YAML Parser

From WikiROMS
Jump to navigationJump to search
YAML Parser

Starting svn revision -r 1902 released on March 1, 2022, the ROMS metadata is managed with a YAML file, and the regular text file varinfo.dat is deprecated. The YAML files are simple, easy to follow, elegant, portable, and expandable. ROMS now can process YAML files with its parser module, yaml_parser.F. Therefore, there is no need to use third-party YAML parsers.

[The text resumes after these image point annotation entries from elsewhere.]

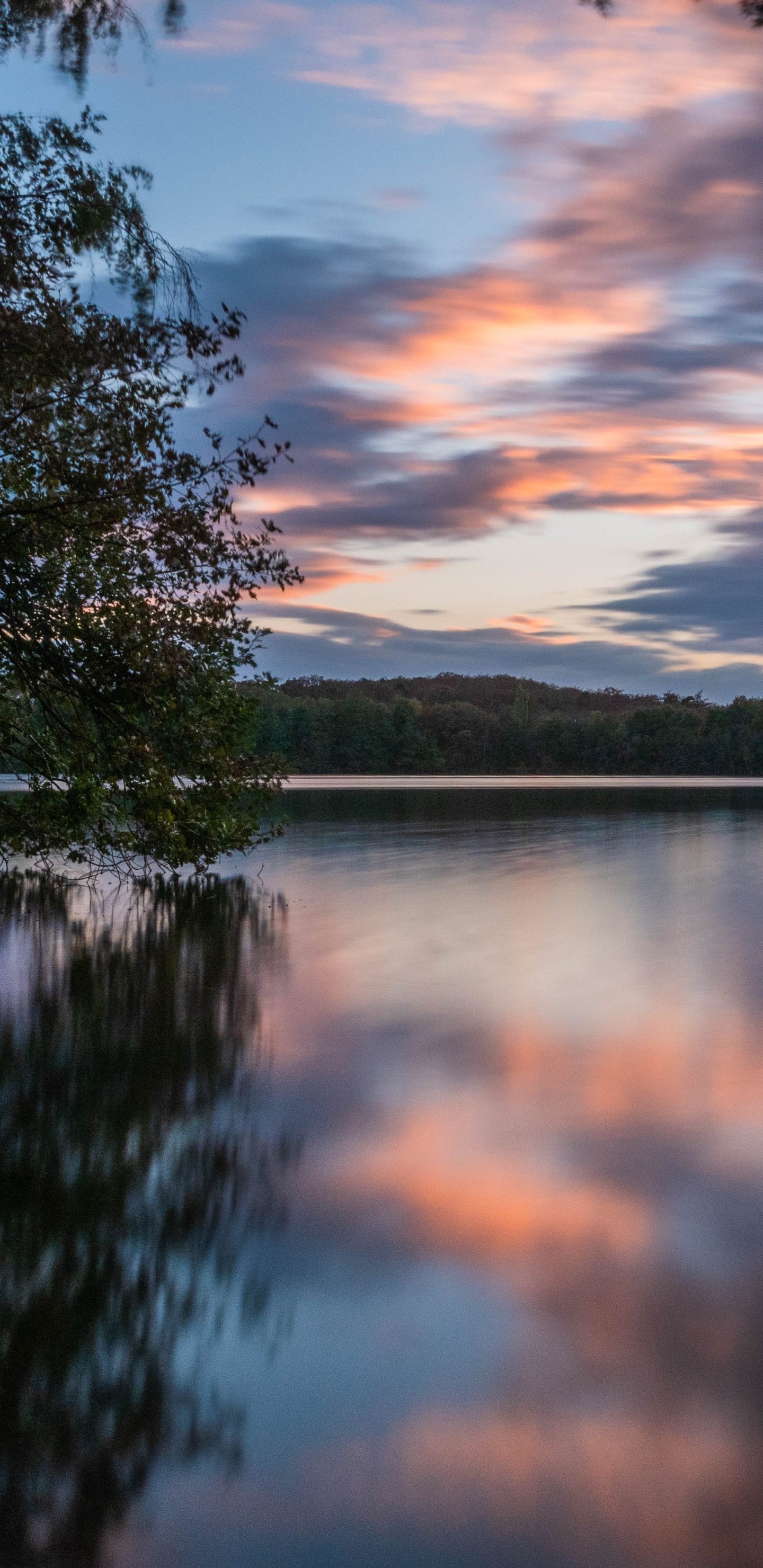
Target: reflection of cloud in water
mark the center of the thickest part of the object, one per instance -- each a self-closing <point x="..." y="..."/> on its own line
<point x="604" y="1177"/>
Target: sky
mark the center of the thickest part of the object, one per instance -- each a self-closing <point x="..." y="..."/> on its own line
<point x="503" y="277"/>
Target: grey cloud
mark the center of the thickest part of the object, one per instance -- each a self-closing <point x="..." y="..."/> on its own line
<point x="721" y="598"/>
<point x="346" y="645"/>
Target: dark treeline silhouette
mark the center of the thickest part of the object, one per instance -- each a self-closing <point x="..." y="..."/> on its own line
<point x="453" y="724"/>
<point x="131" y="1175"/>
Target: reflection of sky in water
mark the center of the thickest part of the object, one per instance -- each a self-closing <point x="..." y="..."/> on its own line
<point x="517" y="1316"/>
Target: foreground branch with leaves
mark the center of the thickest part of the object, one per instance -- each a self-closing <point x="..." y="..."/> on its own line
<point x="121" y="560"/>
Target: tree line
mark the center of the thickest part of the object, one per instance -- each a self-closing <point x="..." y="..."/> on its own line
<point x="453" y="724"/>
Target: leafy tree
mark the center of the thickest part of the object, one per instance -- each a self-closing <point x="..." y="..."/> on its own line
<point x="76" y="27"/>
<point x="121" y="559"/>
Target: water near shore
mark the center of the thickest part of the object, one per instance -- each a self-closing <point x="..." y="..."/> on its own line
<point x="446" y="1239"/>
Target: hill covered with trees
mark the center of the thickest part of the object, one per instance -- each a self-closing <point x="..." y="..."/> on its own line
<point x="454" y="724"/>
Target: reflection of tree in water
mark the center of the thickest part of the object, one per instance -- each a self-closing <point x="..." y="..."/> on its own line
<point x="129" y="1177"/>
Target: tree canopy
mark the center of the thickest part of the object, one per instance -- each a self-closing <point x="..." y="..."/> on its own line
<point x="123" y="560"/>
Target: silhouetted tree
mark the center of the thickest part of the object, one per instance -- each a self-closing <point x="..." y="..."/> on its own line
<point x="121" y="559"/>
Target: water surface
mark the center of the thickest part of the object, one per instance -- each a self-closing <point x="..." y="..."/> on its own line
<point x="436" y="1172"/>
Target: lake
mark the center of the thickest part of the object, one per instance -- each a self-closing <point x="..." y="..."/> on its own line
<point x="398" y="1203"/>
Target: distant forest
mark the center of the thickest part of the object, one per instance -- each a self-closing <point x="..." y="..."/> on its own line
<point x="453" y="724"/>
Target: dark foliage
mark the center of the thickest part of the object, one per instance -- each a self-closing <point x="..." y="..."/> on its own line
<point x="501" y="725"/>
<point x="131" y="1170"/>
<point x="76" y="25"/>
<point x="121" y="559"/>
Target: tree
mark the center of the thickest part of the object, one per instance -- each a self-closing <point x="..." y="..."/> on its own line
<point x="77" y="25"/>
<point x="121" y="560"/>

The ROMS YAML parser source code can be found in ROMS/Utility. It is written in Fortran 2003 and includes a CLASS of type yaml_tree for parsing input YAML files.

Introduction

Although several YAML parsers for Fortran exist, a more straightforward and uncomplicated parser with substantial capabilities was coded in ROMS, yaml_parser.F. It is a hybrid between standard and Object-Oriented Programming (OOP) principles but without the need for recurrency, polymorphism, and containers (another library).

The only constraint in the ROMS parser is that the YAML file is read twice for simplicity and to avoid containers. The container is a Fortran vector! The first read determines the number indentation of blanks policy and the length of the collection vector, list(:) pairs object (derived-type structure yaml_pair). The first reading is quick.

TYPE, PUBLIC :: yaml_pair

logical :: has_alias ! alias * token
logical :: has_anchor ! anchor & token
logical :: is_block ! block - list
logical :: is_sequence ! sequence [] tokens
logical :: is_logical ! logical value
logical :: is_integer ! integer value
logical :: is_real ! floating-point value
logical :: is_string ! string value

integer :: id ! key/value ID
integer :: parent_id ! parent ID
integer :: left_padding ! indent level: 0,1,..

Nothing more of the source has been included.